Nitric oxide, when it reaches our lungs, is also a powerful vasodilator that causes capillaries around the alveoli to enlarge, increasing the surface area of contact between alveoli and blood vessels, allowing for more oxygen to be absorbed into our blood.
Hence, it is important to nasal breathe and if we notice that someone we love not doing so and always out of breath or having to interrupt his or her speech to breathe while speaking to us, it is something we can lovingly point out to them and educate them about to bring this aspect to their awareness.
What can be done about mouth breathing?
- Remove allergens. There is a need to identify if the allergens that first caused a person to mouth-breathe are still clogging up the person’s nasal cavity and sinus and to reduce or eliminate them. These could be chemicals from paint or air-conditioning, pet dander, pollen from flowers, dust, or mould.
- Start nasal breathing. Starting to nasal breathe after not doing so for some time is a bit like turning on the tap after not using it for a few months, and there will initially be clogs and some discomfort. Still, once you get it going, the airflow will begin to flush out the gunk and be reactivated. The system that nature gifted you with will start to work again. It is like exercise.
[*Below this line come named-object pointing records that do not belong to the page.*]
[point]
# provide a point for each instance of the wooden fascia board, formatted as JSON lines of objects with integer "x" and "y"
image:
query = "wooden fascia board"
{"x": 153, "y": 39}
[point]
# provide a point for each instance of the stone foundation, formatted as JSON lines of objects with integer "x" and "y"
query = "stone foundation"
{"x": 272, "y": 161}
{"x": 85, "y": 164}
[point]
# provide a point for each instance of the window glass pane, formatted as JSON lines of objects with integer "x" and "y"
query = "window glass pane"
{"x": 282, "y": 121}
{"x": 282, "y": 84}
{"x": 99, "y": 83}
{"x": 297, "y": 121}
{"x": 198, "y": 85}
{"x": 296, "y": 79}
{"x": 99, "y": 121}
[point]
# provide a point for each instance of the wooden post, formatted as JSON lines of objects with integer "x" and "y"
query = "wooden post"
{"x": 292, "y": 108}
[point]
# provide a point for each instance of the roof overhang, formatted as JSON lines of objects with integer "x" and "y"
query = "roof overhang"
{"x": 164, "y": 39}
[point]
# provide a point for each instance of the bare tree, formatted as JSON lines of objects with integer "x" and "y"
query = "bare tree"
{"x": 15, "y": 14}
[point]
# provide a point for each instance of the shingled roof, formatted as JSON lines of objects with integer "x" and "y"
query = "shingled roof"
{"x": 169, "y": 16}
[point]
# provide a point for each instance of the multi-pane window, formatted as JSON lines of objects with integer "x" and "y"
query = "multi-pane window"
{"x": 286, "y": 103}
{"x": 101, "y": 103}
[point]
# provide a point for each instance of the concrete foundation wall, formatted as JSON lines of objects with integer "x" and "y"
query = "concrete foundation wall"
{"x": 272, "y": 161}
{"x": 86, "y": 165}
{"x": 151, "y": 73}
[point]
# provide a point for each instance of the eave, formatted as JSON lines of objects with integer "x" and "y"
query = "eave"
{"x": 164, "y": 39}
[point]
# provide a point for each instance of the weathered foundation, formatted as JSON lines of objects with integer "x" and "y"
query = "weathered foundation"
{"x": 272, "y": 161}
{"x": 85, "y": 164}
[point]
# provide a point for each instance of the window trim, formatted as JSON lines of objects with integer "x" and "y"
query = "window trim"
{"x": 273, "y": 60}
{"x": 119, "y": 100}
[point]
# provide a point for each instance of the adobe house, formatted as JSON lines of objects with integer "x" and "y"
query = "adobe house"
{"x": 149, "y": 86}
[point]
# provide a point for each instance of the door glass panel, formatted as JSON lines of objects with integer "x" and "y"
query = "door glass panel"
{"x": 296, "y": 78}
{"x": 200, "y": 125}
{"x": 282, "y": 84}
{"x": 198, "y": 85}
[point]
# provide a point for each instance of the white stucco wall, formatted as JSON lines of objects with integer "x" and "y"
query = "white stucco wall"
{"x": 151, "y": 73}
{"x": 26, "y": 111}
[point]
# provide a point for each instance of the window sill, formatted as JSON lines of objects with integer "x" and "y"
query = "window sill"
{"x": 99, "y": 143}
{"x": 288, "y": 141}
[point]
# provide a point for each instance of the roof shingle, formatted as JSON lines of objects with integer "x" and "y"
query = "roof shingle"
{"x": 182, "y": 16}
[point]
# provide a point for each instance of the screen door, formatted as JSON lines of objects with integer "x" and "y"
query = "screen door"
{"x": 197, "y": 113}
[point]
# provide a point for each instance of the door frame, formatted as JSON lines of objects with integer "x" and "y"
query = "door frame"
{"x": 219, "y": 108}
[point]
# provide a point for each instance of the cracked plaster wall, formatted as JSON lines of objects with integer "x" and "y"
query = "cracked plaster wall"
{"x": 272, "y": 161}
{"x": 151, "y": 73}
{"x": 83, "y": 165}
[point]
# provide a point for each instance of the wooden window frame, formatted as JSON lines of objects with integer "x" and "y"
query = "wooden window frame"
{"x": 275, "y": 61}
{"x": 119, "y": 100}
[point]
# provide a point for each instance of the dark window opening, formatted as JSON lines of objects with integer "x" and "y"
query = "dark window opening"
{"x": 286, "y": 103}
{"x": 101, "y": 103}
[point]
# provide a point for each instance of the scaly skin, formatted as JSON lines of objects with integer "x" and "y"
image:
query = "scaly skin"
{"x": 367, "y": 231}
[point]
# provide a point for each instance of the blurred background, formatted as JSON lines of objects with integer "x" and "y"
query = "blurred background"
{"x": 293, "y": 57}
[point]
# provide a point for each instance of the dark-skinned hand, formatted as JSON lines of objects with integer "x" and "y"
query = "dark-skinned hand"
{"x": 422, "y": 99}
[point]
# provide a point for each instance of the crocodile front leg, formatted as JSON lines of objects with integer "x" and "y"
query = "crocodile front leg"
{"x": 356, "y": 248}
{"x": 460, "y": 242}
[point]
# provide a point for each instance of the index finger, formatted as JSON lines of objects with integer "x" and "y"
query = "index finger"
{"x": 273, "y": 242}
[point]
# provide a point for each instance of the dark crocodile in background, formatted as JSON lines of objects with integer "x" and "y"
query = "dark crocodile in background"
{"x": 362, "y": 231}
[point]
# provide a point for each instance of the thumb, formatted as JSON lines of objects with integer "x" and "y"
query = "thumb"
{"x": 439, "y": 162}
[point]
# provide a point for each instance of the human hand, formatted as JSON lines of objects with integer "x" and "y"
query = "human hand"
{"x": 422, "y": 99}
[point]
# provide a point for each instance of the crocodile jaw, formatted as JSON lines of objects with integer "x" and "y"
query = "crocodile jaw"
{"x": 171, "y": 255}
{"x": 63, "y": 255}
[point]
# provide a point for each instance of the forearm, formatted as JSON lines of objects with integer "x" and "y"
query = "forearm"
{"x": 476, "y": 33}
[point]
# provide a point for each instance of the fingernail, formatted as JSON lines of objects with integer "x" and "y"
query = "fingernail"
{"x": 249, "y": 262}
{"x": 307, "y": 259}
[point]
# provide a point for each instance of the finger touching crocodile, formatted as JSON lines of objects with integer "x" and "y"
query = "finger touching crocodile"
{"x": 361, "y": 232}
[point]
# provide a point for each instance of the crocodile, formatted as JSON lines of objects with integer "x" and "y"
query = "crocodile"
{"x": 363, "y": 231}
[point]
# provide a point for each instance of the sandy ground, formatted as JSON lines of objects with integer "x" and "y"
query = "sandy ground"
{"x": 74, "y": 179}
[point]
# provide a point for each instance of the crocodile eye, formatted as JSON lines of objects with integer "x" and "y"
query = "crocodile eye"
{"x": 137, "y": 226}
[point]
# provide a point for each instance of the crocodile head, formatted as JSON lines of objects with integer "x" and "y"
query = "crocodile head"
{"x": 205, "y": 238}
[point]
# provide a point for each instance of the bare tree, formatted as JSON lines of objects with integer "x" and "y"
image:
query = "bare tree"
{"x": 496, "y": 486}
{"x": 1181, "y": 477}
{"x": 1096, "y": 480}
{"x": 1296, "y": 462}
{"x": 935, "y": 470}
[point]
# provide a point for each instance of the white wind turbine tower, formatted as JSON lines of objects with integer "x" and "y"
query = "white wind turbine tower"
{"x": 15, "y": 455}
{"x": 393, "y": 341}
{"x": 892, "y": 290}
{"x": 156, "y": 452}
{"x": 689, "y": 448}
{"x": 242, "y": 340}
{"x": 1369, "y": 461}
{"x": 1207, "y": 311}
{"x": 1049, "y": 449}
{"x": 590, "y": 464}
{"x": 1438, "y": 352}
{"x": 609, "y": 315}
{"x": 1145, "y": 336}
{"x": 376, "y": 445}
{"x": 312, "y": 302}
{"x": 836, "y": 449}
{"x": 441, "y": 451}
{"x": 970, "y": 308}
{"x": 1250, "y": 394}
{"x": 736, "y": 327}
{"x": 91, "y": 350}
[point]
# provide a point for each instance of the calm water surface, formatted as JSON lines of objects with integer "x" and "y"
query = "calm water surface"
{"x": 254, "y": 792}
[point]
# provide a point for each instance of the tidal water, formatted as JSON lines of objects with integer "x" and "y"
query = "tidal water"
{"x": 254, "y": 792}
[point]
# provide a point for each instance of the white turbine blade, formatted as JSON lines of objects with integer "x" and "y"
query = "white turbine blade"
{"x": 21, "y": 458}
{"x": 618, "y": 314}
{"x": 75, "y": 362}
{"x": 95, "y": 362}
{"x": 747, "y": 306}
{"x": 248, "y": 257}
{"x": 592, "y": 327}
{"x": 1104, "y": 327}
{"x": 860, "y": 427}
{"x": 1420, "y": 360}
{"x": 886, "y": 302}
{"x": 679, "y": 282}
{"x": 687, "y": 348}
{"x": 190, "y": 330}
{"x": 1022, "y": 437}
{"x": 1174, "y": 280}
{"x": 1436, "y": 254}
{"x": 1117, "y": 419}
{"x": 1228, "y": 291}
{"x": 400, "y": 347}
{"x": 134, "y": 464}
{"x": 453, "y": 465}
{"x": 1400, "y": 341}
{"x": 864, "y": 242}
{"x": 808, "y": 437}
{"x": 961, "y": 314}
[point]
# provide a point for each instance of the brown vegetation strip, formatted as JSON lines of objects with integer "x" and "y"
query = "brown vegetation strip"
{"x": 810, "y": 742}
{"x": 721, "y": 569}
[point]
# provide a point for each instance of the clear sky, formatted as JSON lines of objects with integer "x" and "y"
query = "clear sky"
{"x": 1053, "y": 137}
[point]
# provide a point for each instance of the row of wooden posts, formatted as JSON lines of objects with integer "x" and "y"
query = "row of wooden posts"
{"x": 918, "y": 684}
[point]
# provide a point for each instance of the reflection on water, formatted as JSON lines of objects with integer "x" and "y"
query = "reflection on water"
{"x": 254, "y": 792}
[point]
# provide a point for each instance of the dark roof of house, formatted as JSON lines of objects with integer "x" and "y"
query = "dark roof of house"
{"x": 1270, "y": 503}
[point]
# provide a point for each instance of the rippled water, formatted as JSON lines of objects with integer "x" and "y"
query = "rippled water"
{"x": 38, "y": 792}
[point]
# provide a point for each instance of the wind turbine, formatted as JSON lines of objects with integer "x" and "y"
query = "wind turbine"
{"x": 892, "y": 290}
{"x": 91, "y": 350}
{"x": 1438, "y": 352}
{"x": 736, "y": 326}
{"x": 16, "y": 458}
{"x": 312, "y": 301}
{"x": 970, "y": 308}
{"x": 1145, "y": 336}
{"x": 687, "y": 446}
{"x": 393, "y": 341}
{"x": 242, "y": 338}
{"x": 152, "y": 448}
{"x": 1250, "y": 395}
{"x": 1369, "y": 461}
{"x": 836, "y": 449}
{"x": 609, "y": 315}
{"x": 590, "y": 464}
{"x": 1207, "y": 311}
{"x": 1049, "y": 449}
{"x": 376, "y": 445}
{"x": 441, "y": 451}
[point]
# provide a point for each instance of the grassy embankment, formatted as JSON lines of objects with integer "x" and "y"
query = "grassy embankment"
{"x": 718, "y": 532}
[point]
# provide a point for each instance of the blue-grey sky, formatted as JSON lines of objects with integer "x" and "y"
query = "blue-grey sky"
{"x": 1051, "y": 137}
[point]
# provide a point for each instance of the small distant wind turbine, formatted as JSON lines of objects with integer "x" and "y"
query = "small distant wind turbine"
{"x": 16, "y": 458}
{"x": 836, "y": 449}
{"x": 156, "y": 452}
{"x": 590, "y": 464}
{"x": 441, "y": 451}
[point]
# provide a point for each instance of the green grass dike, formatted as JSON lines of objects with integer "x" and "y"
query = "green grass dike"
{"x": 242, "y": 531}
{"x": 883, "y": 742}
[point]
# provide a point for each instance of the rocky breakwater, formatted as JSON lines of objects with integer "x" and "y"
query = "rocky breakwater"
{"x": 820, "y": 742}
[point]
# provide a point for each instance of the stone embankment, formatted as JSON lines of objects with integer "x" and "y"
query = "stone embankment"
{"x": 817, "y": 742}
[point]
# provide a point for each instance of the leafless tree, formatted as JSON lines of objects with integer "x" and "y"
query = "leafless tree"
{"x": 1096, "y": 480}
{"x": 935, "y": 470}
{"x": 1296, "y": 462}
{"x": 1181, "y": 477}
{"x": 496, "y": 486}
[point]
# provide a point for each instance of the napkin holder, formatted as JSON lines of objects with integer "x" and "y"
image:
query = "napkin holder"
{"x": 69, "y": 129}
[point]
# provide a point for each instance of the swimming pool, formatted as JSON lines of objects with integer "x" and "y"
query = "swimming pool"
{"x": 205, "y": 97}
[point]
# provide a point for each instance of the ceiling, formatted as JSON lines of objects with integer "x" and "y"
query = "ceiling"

It takes effort, incremental increase in effort, discipline, deliberation, and dedication; but it is worth it. Once you re-start fully using this system, your whole body will reap all the benefits.
- Try mouth taping when you sleep. You might want to try mouth-taping at night with surgical tape over your lips. This is because even if you managed to consciously switch to nasal breathing in the daytime, some of us still mouth breathe when we are not conscious of it at night. To completely switch to nasal breathing, you may also need to accompany your conscious efforts to breathe with myofunctional therapy to strengthen your tongue to rest against the hard palate and your lips to have sufficient strength to seal your mouth at rest.
As freedivers, our ability to breathe well is so core to our sport – determining our performance, mental state, comfort in the water, and ability to equalise. When your nasal cavity or sinuses are clogged up from underuse or irritated from allergens, the tissues become inflamed and engorged, and our ears become easily stuck.
This is where the dedication to finding joy and ease with equalization is wholly linked to your overall health and healthy functioning. When you start to see improvements in your breathing, you will find that you feel more energetic, have longer attention spans, have more mental and emotional calm, and become a better freediver with greater ease in equalization.
Dasgupta, S., Rozario, J.E. Troika of Posture, Occlusion and Airway. Indian J Otolaryngol Head Neck Surg 72, 49–54 (2020). https://doi.org/10.1007/s12070-019-01734-7
McKeown, Patrick. 2015. The Oxygen Advantage: The Simple, Scientifically Proven Breathing Techniques for a Healthier, Slimmer, Faster, and Fitter You. HarperCollins
Nestor, James. 2020. Breath. London, England: Penguin Life.